Das nasse T-Shirt zog sie aus und warf es mit einem professionellen 3-Punkte-Wurf in ihren offenen Wäschekorb.
»Yes«, sagte sie und drehte sich bestens gelaunt um. Im Kleiderschrank waren kaum saubere T-Shirts.
Sie hatte die Wahl zwischen einem ausgeleierten und mehr grauen als schwarzen und einem pinken mit dem Aufdruck einer weißen Schleife.

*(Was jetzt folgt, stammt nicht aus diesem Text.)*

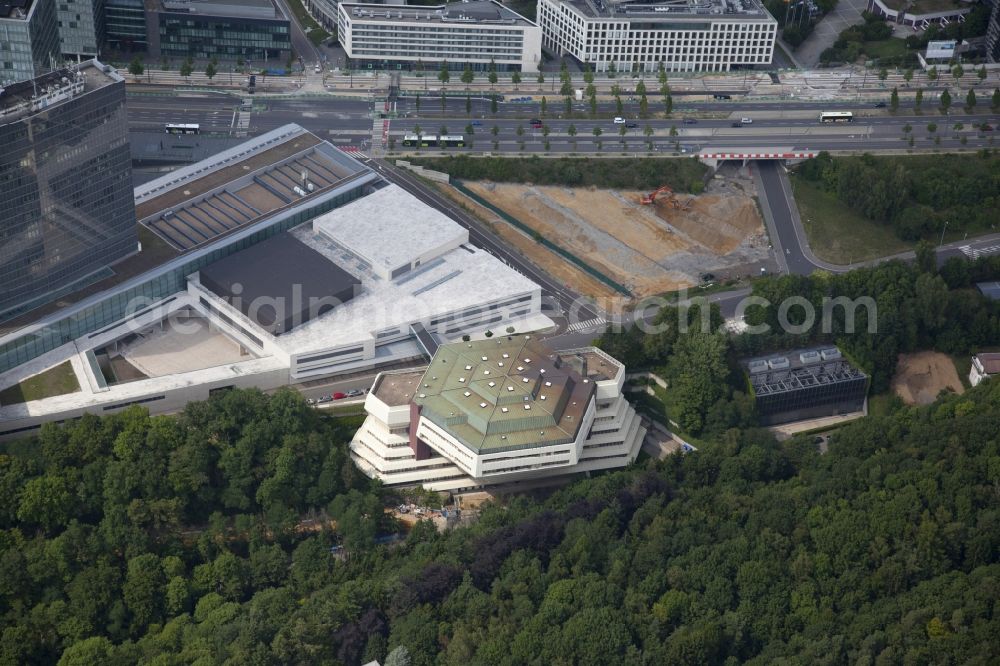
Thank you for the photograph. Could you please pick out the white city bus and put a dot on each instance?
(181, 128)
(836, 117)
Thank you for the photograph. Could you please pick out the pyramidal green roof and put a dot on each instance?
(504, 393)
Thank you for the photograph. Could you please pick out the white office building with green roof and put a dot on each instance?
(496, 411)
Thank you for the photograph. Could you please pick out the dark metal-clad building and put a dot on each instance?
(65, 173)
(805, 384)
(255, 30)
(280, 283)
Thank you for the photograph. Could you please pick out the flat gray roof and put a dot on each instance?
(665, 10)
(51, 89)
(476, 11)
(390, 227)
(264, 9)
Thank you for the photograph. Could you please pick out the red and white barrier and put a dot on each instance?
(755, 156)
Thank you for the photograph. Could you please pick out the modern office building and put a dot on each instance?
(683, 35)
(29, 40)
(499, 410)
(291, 261)
(66, 178)
(255, 30)
(125, 25)
(324, 11)
(805, 384)
(478, 33)
(81, 27)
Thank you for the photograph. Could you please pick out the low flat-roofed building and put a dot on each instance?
(256, 30)
(371, 229)
(805, 384)
(242, 191)
(680, 35)
(279, 283)
(984, 366)
(479, 33)
(498, 410)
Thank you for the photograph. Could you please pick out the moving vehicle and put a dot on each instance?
(451, 140)
(182, 128)
(667, 192)
(836, 117)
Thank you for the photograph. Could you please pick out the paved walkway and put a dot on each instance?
(846, 14)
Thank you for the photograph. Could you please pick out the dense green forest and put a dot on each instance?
(882, 551)
(916, 306)
(633, 174)
(208, 537)
(915, 195)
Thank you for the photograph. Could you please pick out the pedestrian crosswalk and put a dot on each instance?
(976, 252)
(590, 324)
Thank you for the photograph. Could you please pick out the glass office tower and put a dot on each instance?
(65, 170)
(29, 40)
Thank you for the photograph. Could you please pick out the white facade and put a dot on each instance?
(639, 38)
(983, 367)
(477, 33)
(610, 436)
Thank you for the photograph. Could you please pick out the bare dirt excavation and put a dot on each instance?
(650, 249)
(920, 377)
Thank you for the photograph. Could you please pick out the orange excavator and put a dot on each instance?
(671, 198)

Es war von einem Spendenlauf zugunsten der Brustkrebshilfe, an dem sie vor Jahren teilgenommen hatte, als ihre Mama krank gewesen war.
Irgendwie fühlte sie sich nach ihrem letzten Jahr auch ein wenig wie eine Überlebende, auch wenn selbst sie zugeben musste, dass es nicht ganz so lebensbedrohlich gewesen war. Die unvorhergesehene Trennung, Job weg, Wohnung weg. Phasenweise hatte sie sich dennoch intensiv gewünscht, die Erde würde sich unter ihr auftun.
Melina schüttelte das aufkommende Gefühl von Enge in ihrem Hals ab und streifte rasch das pinke Shirt über ihren Kopf. Sie schloss den Schrank und ging zurück ins Wohnzimmer.
»Wow«, konstatierte Lara lachend und wischte sich eine Träne aus dem Augenwinkel, »da ist wohl morgen mal Waschtag angesagt.«
Auch Melina lachte und zuckte mit den Schultern. Mittlerweile machte es ihr nichts mehr aus, dass Lara sie mit ihrer Waschphobie aufzog. Sie hasste es einfach, Wäsche zu waschen und das nasse Zeug dann aufhängen zu müssen. Entsprechend wartete sie im wahrsten Sinne des Wortes immer bis zum letzten Hemd, ehe sie ihren Wäschesack hinunter in den Keller schleppte.
Sie ergriff ihr Glas und ließ sich zu Lara auf die Couch fallen.
»Kaum zu glauben, dass ich das schon wieder muss. Wie lange wohne ich jetzt hier?«
»Sechs Monate kam es wie aus der Pistole geschossen.« Ein weiterer Grund, miteinander anzustoßen.